Edmund’s Oast could have been a very good beer garden. Owners Rich Carley and Scott Shor are the knowledgeable duo behind Charleston, South Carolina’s beloved Charleston Beer Exchange, and early reports suggested that their new establishment might become the Holy City’s go-to spot for craft brews on tap.
Then, new information began to trickle out from behind the double doors of the old car dealership on Morrison Drive. Carley and Shor hired Jayce McConnell, an award-winning bartender who had overseen a library of tinctures, bitters, and infusions at Oxford, Mississippi restaurant Snackbar. They brought in chef Andy Henderson, who had earned his reputation working with Mike Lata at Charleston’s FIG and burnished it with a stint as chef de cuisine at Local Mission Eatery, a farm-to-table spot in San Francisco.
Yes, Edmund’s offers forty-some beers on tap, many exotic and hard-to-find.
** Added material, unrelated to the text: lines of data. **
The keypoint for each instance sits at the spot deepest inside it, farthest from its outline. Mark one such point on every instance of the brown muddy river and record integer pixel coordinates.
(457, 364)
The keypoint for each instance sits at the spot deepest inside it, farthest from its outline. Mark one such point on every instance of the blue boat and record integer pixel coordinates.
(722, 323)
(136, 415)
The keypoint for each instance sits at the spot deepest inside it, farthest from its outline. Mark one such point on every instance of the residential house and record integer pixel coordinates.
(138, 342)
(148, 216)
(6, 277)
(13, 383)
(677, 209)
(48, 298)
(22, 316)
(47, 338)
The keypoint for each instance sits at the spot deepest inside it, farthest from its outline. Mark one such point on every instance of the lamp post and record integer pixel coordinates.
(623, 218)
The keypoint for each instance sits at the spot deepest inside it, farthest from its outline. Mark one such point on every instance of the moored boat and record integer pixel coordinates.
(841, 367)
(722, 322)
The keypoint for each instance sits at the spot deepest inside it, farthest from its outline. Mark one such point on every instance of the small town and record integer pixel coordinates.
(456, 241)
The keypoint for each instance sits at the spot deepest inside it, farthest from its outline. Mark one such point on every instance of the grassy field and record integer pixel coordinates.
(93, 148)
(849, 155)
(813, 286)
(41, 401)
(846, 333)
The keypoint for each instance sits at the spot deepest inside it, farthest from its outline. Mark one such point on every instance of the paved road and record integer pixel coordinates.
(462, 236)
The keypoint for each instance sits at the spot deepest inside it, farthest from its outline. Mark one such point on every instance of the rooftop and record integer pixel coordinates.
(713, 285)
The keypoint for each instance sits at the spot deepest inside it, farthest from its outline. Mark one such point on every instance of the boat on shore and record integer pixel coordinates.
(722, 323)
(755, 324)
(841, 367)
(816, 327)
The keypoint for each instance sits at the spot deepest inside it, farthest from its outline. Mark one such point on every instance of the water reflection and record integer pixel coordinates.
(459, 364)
But add small-batch sodas from the local Cannonborough Beverage Company, cheese plates curated by downtown shop goat.sheep.cow, an on-site brewery stocked with state-of-the-art equipment, and an ambitious charcuterie program, and the result is an all-things-to-all-people culinary hub that feels like a summation of Charleston’s flourishing food scene.
And despite the growing buzz around the restaurant, the obsessives in charge intend to keep it gimmick-free. Henderson, for example, helped to design the wide-open kitchen, where diners can observe every cut, sauté, and simmer. “That’s no accident,” he says. “We don’t want to hide anything.” Dishes such as his dead-simple chicken porridge, made with Carolina Gold rice, local poultry, and a topping of crab or shrimp, showcase an unselfconscious approach to farm-to-table food that’s surprisingly easy to replicate at home.